I was then ushered into an observation area with 5 beds. I was given bed #4, which smelled faintly of vomit. I considered myself lucky for not receiving bed #3, which had long black hairs all over it. Since there was no television in the room, I was pleased that the waiting area was opposite the main nurses' desk, with a busy hallway in between. I passed the time hanging out with an IV in my arm watching people go by, talking about their various problems in Spanish and Miskito. I also enjoyed contemplating the double doors that opened into the waiting area, which had window panels that, instead of glass, had old X-ray sheets.

A nurse came up and informed me that they would need a urine sample. I was given a test tube to pee in, which is an irritatingly small target area that cannot be hit without either constricting urination to a mere drip or peeing all over your hand.
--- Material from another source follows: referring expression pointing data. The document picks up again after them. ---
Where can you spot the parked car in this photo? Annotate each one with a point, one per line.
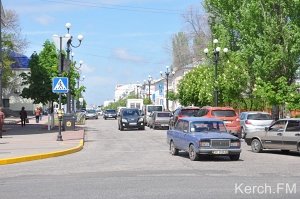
(198, 136)
(159, 119)
(91, 114)
(283, 134)
(130, 118)
(227, 114)
(181, 112)
(254, 121)
(110, 113)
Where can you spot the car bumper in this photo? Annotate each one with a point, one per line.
(132, 125)
(219, 151)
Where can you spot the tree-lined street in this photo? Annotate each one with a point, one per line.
(137, 164)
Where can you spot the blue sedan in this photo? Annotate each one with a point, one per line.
(203, 136)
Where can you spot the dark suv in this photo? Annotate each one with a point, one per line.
(227, 114)
(131, 118)
(110, 113)
(181, 112)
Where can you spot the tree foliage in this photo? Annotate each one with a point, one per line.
(260, 69)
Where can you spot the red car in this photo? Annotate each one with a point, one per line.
(227, 114)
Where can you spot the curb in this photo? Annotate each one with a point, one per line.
(43, 155)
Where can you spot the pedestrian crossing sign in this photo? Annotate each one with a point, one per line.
(60, 85)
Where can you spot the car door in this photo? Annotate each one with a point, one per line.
(177, 134)
(291, 136)
(184, 141)
(273, 137)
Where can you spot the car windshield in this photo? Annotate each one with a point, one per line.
(163, 114)
(208, 126)
(224, 113)
(189, 112)
(259, 116)
(131, 113)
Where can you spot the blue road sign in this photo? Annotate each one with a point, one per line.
(60, 85)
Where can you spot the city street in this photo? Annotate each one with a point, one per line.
(137, 164)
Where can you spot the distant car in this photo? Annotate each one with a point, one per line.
(198, 136)
(130, 118)
(159, 119)
(190, 111)
(254, 121)
(91, 114)
(283, 134)
(227, 114)
(110, 113)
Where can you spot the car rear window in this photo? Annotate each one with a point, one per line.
(224, 113)
(259, 116)
(189, 112)
(163, 114)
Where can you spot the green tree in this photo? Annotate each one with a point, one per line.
(43, 68)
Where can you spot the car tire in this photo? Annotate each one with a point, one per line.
(256, 146)
(173, 149)
(235, 157)
(192, 153)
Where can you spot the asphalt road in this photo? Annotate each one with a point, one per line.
(137, 164)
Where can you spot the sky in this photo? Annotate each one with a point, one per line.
(124, 40)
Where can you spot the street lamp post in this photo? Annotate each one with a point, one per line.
(167, 75)
(137, 89)
(149, 85)
(78, 79)
(216, 54)
(69, 45)
(60, 41)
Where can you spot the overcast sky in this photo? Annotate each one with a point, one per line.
(124, 40)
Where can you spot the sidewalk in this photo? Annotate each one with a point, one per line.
(35, 141)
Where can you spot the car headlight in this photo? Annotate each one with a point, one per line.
(235, 143)
(204, 143)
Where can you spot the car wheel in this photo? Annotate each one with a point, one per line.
(256, 146)
(192, 153)
(234, 157)
(173, 150)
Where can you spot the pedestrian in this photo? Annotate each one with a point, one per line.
(37, 113)
(2, 116)
(41, 113)
(23, 116)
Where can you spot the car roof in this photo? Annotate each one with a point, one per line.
(290, 119)
(255, 112)
(218, 107)
(195, 119)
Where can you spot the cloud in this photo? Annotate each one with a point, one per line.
(122, 54)
(45, 20)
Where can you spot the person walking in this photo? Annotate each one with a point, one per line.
(2, 116)
(37, 113)
(23, 116)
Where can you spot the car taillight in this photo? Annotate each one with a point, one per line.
(247, 122)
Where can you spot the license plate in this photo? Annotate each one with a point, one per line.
(220, 152)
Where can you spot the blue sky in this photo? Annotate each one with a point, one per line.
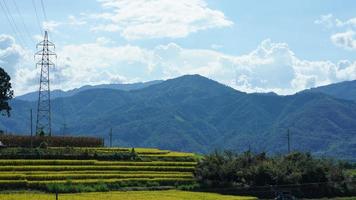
(253, 46)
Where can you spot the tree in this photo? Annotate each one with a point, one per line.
(6, 93)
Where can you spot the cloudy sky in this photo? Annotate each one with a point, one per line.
(253, 46)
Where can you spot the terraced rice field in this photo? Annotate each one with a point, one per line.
(134, 195)
(37, 174)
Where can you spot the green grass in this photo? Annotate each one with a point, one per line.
(132, 195)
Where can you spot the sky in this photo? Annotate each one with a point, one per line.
(253, 46)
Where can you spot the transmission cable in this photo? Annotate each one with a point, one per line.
(23, 22)
(38, 19)
(12, 22)
(43, 10)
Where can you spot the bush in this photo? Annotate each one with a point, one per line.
(228, 169)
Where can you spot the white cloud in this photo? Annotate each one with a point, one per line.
(51, 25)
(14, 59)
(158, 18)
(346, 40)
(329, 21)
(272, 66)
(344, 30)
(326, 20)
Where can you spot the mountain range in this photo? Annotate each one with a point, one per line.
(194, 113)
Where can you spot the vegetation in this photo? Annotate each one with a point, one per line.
(83, 153)
(53, 141)
(195, 114)
(6, 93)
(94, 169)
(131, 195)
(295, 170)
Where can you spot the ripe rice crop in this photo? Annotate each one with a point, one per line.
(131, 195)
(79, 168)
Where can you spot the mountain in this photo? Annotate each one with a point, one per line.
(33, 96)
(343, 90)
(193, 113)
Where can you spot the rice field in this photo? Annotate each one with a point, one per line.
(39, 174)
(132, 195)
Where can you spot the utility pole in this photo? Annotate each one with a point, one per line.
(110, 135)
(45, 53)
(31, 128)
(288, 137)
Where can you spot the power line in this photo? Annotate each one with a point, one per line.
(16, 27)
(11, 21)
(38, 19)
(43, 10)
(23, 21)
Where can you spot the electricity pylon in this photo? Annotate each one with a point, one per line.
(44, 55)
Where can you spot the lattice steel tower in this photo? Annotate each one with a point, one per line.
(44, 55)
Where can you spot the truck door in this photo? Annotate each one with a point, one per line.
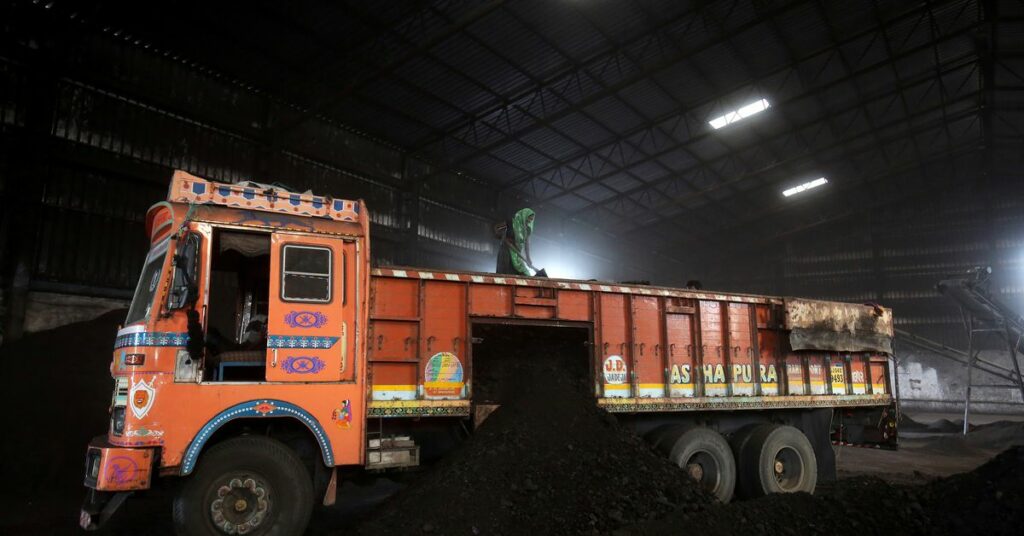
(680, 354)
(310, 324)
(741, 366)
(648, 357)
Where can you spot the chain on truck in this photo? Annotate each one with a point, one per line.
(262, 354)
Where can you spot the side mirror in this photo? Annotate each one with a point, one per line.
(183, 289)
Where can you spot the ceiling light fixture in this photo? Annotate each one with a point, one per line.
(754, 108)
(805, 187)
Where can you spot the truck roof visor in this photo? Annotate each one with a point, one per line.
(248, 244)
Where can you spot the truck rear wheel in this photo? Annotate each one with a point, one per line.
(775, 459)
(248, 485)
(706, 456)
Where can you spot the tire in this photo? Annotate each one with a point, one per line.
(707, 457)
(260, 475)
(775, 459)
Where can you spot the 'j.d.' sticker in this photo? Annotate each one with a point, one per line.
(614, 370)
(442, 377)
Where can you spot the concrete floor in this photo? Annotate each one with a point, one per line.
(922, 457)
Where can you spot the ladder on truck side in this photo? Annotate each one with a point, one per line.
(983, 316)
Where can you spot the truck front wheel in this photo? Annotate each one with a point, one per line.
(247, 485)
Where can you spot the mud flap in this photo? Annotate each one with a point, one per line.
(816, 424)
(99, 506)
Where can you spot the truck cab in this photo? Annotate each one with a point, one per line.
(250, 314)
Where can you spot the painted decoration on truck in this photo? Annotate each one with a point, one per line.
(151, 338)
(141, 396)
(769, 379)
(342, 416)
(121, 470)
(293, 341)
(442, 377)
(302, 365)
(614, 371)
(680, 380)
(305, 319)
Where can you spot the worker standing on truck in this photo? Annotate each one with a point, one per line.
(513, 254)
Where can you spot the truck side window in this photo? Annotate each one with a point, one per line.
(306, 274)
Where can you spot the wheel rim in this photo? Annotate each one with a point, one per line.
(787, 467)
(704, 468)
(240, 504)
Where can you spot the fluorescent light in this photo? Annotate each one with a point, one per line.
(747, 111)
(806, 186)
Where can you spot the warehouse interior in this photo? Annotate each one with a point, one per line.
(657, 141)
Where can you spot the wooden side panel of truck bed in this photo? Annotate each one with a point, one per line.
(653, 348)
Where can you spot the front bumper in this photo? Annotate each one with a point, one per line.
(112, 473)
(109, 467)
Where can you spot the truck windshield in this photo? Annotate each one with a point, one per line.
(147, 283)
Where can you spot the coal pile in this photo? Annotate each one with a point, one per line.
(548, 461)
(988, 500)
(56, 389)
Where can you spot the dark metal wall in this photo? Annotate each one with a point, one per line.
(92, 125)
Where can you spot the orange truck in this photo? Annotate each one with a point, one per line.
(262, 355)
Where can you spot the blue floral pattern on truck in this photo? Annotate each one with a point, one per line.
(305, 319)
(302, 365)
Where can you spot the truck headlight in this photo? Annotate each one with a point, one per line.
(118, 420)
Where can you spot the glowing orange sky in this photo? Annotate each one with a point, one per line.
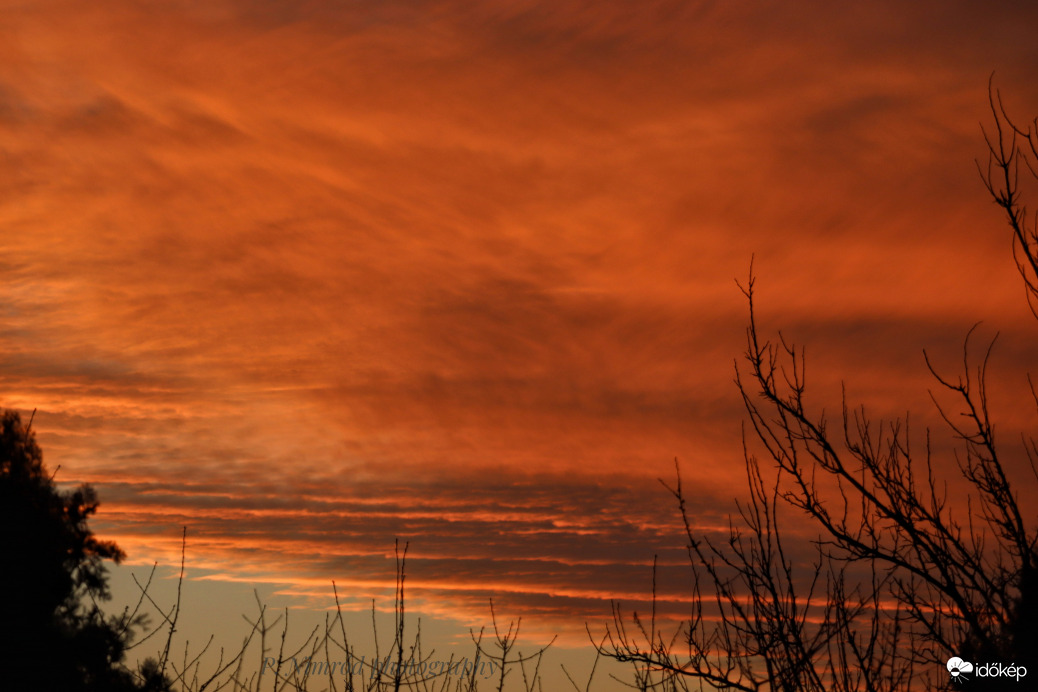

Fortunately for Lee, I was able to pull up and fasten my pants one-handed, though I briefly considered saying "Hey Lee, can you hold my pee?" purely for comic value.

On the way back to my bed, we swapped the urine sample for materials for a stool sample. Instead of the comfortingly sterile, quintessentially American plastic "collection hat" and little bottles with spoons attached, it was a little piece of cardboard and a little paper bag. I came to understand that I was to defecate in the toilet (which still had the leftovers from someone else's stool sample), then scoop up some of the probably tainted product with the strip of cardboard and put it in the little paper bag. I decided that I could settle for a less than fully rigorous battery of tests.

And so we languished for several hours in the observation area. Since it was hot, the nurse gave Lee a large piece of cardboad and admonished him to fan me vigorously. Lee passed the time playing games on his new phone, while Michael informed me of his progress based on the noises the cell phone was emitting. Lee then plucked out the tune of Happy Birthday note by note on the phone, probably to the annoyance of the patient in bed #1. I found myself contemplating the drastic measures taken by our friend Danilo, who had once given up, pulled out his IV, and walked out of the hospital.

A doctor with a motorcycle helmet in his hand came to my bed and introduced himself as the surgeon. He invited me to recite my litany of symptoms, which I was getting quite good at. He informed me it was probably not parasitic, then breezed out. Forty-five minutes later, the nurse came back with the test results and informed me that it was in fact parasitic. Happily, the surgeon had already left and avoided losing face. The nurse handed Lee the prescriptions. He said, "Shouldn't you give these to her?" "NO!" he replied. "She is SICK. She will rest while YOU fill the prescriptions."

I suppose that's the perk of having a person responsible for me.

Susan had already given up and gone home to bed. We seized the moment to follow her fine example.